Vielleicht wäre gerade deshalb jetzt der richtige Zeitpunkt, um ein Tabu zu brechen: Warum sollten die Bürger in den Südstaaten der EU nicht die Möglichkeit erhalten, über den Verbleib in der Währungsunion direkt abzustimmen, mit allen positiven und negativen Konsequenzen? Weil das die Finanzmärkte endgültig in Rage versetzen würde, lautet der gängige Einwand.
Doch was nützt eine Politik, die sich an den Erfordernissen der Finanzmärkte orientiert, wenn diese am Ende beim Wähler ebenfalls krachend durchfällt, wie dies jetzt mit Mario Monti in Italien passiert ist?

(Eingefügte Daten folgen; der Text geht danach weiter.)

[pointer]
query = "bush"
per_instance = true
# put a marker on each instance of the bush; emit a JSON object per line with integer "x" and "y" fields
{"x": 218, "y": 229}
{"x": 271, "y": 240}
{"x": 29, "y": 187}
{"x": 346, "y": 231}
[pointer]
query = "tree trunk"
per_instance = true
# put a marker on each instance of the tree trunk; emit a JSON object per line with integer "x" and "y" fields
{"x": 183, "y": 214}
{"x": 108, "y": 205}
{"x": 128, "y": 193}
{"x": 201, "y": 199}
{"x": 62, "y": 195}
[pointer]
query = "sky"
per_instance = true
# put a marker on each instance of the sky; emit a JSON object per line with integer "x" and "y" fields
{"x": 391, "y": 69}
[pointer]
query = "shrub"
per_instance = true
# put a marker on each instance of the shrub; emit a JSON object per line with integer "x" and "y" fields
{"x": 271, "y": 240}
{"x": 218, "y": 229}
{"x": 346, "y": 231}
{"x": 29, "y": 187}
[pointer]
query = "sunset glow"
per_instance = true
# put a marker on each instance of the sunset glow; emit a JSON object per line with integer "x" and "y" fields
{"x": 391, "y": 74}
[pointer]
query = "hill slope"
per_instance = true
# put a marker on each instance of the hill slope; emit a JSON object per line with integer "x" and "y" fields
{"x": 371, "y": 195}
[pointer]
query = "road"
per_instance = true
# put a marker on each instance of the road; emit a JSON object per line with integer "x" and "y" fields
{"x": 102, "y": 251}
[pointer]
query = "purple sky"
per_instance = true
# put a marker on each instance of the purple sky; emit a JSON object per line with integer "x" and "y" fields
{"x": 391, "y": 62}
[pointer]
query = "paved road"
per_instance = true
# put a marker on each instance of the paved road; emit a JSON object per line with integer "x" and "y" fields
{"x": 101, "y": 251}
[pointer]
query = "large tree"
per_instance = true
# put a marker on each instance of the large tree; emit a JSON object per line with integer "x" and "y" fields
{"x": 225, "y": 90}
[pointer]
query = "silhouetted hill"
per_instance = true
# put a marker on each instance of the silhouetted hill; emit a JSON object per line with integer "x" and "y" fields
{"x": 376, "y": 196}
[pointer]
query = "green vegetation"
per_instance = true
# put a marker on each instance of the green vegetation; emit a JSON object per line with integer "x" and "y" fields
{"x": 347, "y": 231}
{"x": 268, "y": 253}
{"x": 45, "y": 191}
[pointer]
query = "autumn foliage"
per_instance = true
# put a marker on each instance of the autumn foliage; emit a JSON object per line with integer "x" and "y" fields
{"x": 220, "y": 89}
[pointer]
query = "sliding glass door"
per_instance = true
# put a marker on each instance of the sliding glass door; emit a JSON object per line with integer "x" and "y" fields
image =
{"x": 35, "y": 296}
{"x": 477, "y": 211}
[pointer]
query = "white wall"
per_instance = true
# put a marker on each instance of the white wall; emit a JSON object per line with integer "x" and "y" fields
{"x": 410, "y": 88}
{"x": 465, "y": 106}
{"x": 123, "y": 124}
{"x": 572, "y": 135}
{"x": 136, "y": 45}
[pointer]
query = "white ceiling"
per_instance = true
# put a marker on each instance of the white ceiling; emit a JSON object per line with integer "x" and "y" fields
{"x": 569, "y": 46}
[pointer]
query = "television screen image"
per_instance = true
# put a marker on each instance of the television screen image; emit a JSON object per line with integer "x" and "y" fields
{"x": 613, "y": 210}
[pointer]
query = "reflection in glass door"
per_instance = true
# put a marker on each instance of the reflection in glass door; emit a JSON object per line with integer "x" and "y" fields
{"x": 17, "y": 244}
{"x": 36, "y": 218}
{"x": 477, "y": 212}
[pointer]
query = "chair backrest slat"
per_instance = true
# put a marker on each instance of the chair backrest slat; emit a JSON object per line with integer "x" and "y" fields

Möglicherweise würde sich die Wirtschaft in einzelnen EU-Staaten auf lange Sicht besser entwickeln, wenn diese währungstechnisch getrennte Wege gingen. Wie tief die Spaltung der Euro-Zone inzwischen ist, machte kürzlich eine Studie der Investmentbank Morgan Stanley deutlich, die anhand verschiedener Indikatoren ausrechnete, wie ein „fairer“ Dollar-Wechselkurs für einzelne EU-Staaten aussehen würde. Berücksichtigt wurden Exportzuwächse, Lohnstückkosten und relative Wachstumsraten. Heraus kam, dass für die deutsche Volkswirtschaft ein Wert von 1,53 Dollar zu einem Euro als „fair“ betrachtet wird. Für Frankreich errechnete die Bank 1,23 Dollar, Italien lag bei 1,19 und Griechenland bei 1,07 Dollar.